Scientific novelty: DLLDC was achieved by changing the fundamental optimization criteria from subjective visual perception accuracy to objective diagnostic quantification accuracy with the removal of redundant information in temporal, spatial and frequency domains.
Impact: DLLDC provides enabling technology for integrated e-health care systems by allowing vast amounts of medical image data to be stored and accumulated online (rather than on tapes and DVDs) to better facilitate data sharing and data mobility.

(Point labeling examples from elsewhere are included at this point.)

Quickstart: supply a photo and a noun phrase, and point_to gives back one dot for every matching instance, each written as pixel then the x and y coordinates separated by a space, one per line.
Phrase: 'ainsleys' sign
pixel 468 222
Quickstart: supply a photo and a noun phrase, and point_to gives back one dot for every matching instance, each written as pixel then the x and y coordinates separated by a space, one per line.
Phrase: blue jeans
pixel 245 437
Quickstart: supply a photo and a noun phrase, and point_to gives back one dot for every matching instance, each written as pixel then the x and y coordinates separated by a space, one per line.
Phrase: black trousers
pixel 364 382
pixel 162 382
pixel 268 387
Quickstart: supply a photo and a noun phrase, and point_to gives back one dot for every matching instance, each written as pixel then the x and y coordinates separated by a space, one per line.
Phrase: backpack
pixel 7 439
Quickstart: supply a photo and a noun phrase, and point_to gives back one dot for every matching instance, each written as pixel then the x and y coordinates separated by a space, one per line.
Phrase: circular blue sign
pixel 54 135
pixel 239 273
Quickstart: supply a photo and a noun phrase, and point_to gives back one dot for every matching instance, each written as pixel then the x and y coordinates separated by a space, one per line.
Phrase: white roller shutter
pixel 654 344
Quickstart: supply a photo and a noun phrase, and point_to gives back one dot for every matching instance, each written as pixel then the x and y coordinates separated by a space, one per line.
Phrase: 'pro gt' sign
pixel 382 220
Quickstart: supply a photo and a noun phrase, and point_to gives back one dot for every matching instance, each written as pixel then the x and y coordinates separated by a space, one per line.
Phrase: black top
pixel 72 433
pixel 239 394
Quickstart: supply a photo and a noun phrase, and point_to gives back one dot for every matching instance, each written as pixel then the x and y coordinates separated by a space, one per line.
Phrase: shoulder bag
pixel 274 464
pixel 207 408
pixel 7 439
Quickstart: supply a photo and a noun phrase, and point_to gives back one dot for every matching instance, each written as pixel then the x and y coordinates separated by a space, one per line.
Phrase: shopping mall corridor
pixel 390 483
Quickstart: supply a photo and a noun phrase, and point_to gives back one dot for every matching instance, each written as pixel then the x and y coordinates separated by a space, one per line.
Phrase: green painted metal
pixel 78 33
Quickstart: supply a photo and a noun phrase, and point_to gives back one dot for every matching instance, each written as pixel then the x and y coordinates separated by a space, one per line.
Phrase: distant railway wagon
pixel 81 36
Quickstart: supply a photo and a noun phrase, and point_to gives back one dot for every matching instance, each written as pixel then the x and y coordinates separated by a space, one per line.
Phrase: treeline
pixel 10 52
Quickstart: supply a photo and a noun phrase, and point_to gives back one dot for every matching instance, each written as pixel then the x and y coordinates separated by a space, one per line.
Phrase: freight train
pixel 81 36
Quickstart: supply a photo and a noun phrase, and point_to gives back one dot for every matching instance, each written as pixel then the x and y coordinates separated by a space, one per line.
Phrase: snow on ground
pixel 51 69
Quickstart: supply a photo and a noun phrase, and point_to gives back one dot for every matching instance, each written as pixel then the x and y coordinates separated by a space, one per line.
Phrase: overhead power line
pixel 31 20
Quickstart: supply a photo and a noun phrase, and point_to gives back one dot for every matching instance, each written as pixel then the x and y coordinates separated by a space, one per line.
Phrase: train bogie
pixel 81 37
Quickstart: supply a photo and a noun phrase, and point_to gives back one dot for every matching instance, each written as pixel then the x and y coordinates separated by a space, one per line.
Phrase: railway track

D. Ho, D. Feng, & K. Chen, "Dynamic image data compression in spatial and temporal domains: Theory and algorithm," IEEE Trans. Inform. Technol. Biomed., vol. 1, pp. 219-228, 1997.
D. Feng, W. Cai & R. Fulton, "Dynamic Image Data Compression in Spatial and Temporal Domains: Clinical Issues and Assessment", IEEE Trans. Inform. Technol. Biomed. vol. 6(4), pp. 262-268, 2002.
Data acquisition
Achievements: We developed the optimal image sampling schedule (OISS) theory, superior to traditional strategies based on trial and error.
Scientific novelty: The famous Shannon Sampling Theorem, which opened up a new area of digital signal processing, is used only for uniform samples of non-noisy signals. Our OISS has been a significant step forward in extending digital signal-processing, and provides the theoretical foundation for the optimal scheduling of general non-uniformly sampling of noisy-analogy signals.
Impact: Our OISS has become a standard data acquisition method for functional imaging in biomedical/pharmacological research and clinical applications. It has reduced sample size by more than 80%, while retaining all the qualitative and quantitative information of the original analogy signals.
Z. Chen, D. Feng, W. Cai, & R. Fulton, "Performance Evaluation of Functional Medical Imaging Compression via Optimal Sampling Schedule Designs and Cluster Analysis", IEEE Trans. Biomedical Engineering, vol. 52(5), pp. 943-945, 2005.
C.H. Lau, S. Eberl, D. Feng, H. Iida, P-K. Lun, W-C. Siu, Y. Tamura, G.J. Bautovich, & Y. Ono, "Optimized acquisition time and image sampling for dynamic SPECT of Tl-201", IEEE Trans. Med. Imag., vol. 17(3), pp. 334-343, 1997.
Biomedical functional parametric imaging
Achievements: Parametric imaging provides functional quantitative information at voxel-by-voxel level. However, computational complexity involved with parametric images meant that unrealistic assumptions or simplifications had to be adopted, and thus leading to biased/limited estimations. We developed the world's first generic unbiased, statistically reliable and fast technique called generalized linear least square (GLLS) algorithm.
Scientific novelty: GLLS innovatively converts complicated non-linear estimation into simple linear estimation for non-uniformly sampled, continuous biomedical system identification.
Impact: GLLS is widely used in functional images for the quantification of biochemical processes such as cerebral/myocardial blood flow, oxygen utilization rate, glucose computation rate, and distribution volume of neuro-receptor.
D. Feng, S-C. Huang, & Z. Wang, "An unbiased parametric imaging algorithm for nonuniformly sampled biomedical system parameter estimation", IEEE Trans. Med. Imag., vol. 15(4), pp. 512-518, 1996.
L. Wen, S. Eberl, D. Feng, W. Cai & J. Bai, "Fast and reliable estimation of multiple parametric images using an integrated method for dynamic SPECT", IEEE Trans. Med. Imag., vol. 26(2), pp.179-189, 2007.